Learning to Select a Subset of Training Examples to Generalize Efficient Model Training

Basic Information

Project Title: Learning to Select a Subset of Training Examples to Generalize Efficient Model Training
Name: Eeshaan Jain
Project: BTP
Semester(s): 8
Guide: Abir De

Abstract

Existing subset selection methods for efficient learning predominantly employ discrete combinatorial and model-specific approaches which lack generalizability. For an unseen architecture, one cannot use the subset chosen for a different model. To tackle this problem, we propose SUBSELNET, a trainable subset selection framework, that generalizes across architectures. Here, we first introduce an attention-based neural gadget that leverages the graph structure of architectures and acts as a surrogate to trained deep neural networks for quick model prediction. Then, we use these predictions to build subset samplers. This naturally provides us two variants of SUBSELNET. The first variant is transductive (called as Transductive10 SUBSELNET) which computes the subset separately for each model by solving a small optimization problem. Such an optimization is still super fast, thanks to the replacement of explicit model training by the model approximator. The second variant is inductive (called as Inductive-SUBSELNET) which computes the subset using a trained subset selector, without any optimization. Our experiments show that our model outperforms several methods across several real datasets.

Any courses you completed relevant to the project

Introduction to ML Course + CS769 + CS768

Describe your experience on the project

What was your motivation for choosing this project and/or this guide? Over the summer of my 2nd year and 5th semester, I took and read a lot of stuff on graphs, ML, and optimization - which led me to be enthusiastic about an intersection of these. Only a few professors in the institute work in these, and Prof. Abir De is one of those. The project topic came from a drawback we saw in many of the methods being published, and we worked to improve it.

What was the type of work, e.g.-theoretical, coding-heavy?
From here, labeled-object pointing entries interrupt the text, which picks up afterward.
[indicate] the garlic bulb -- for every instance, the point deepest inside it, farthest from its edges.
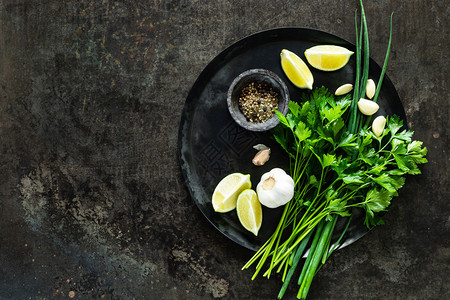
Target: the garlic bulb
(378, 125)
(367, 107)
(262, 156)
(276, 188)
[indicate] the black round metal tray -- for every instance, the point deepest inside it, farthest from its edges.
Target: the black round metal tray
(211, 144)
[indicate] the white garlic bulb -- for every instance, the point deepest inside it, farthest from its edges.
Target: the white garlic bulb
(275, 189)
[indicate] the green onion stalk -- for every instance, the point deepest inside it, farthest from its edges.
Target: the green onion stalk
(334, 169)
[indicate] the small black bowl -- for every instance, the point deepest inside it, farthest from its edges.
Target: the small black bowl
(257, 76)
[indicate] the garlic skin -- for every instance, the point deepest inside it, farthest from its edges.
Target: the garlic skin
(275, 189)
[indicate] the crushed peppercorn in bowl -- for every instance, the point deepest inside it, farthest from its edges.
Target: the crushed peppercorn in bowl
(253, 97)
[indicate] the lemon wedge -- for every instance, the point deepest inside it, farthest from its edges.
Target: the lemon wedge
(296, 70)
(249, 211)
(228, 189)
(328, 57)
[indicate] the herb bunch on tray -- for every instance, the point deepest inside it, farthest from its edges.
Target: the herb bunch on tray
(338, 165)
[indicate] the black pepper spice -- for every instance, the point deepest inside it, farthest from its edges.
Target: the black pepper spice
(254, 101)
The initial phase was slightly theoretical, though the overall project was very coding-heavy and empirical.

What was the workload? This project started before my 8th semester when I did my BTP, but the workload was high (a few hours per day consistently).

Any publication/possibility of a publication based on the work done as a part of the project? The work has been submitted to a top-tier conference.

Will you be working on any extension to the project? Some works can arise as future directions of the project; however, I will not be working on these.

Describe your experience with the guide

How involved was the guide? The guide was involved in the project and guided me through regular meetings.

Frequency and structure of meetings? The meetings with the professor were regular but spontaneous (whenever something didn’t work or there was an update). However, the BTP was also done with Google, so there were seldom meetings with them.

How approachable was the guide for questions/doubts? Very approachable and cleared all doubts instantly.

What was the evaluation like? Since the project was targeted toward a paper and I worked immensely on it, there was no separate evaluation. The BTP report and presentation were given to Prof. Jayakrishnan Nair from the EE Department, and he asked some questions regarding methodology.

Any advice for anyone considering a project under the same guide? Any other professors working in similar fields?

Any advice for anyone considering a project under the same guide? I want to point out that since the project might target a project a publication, the workload might be intense at times (such as working extremely long hours continuously for weeks) but rewarding.

Are any other professors working in similar fields? The C-MInDS website will give a good overview of the professors’ research fields. However, as far as I know (which might be an incomplete list): Prof Ganesh and Prof. Soumen from CSE work in similar fields.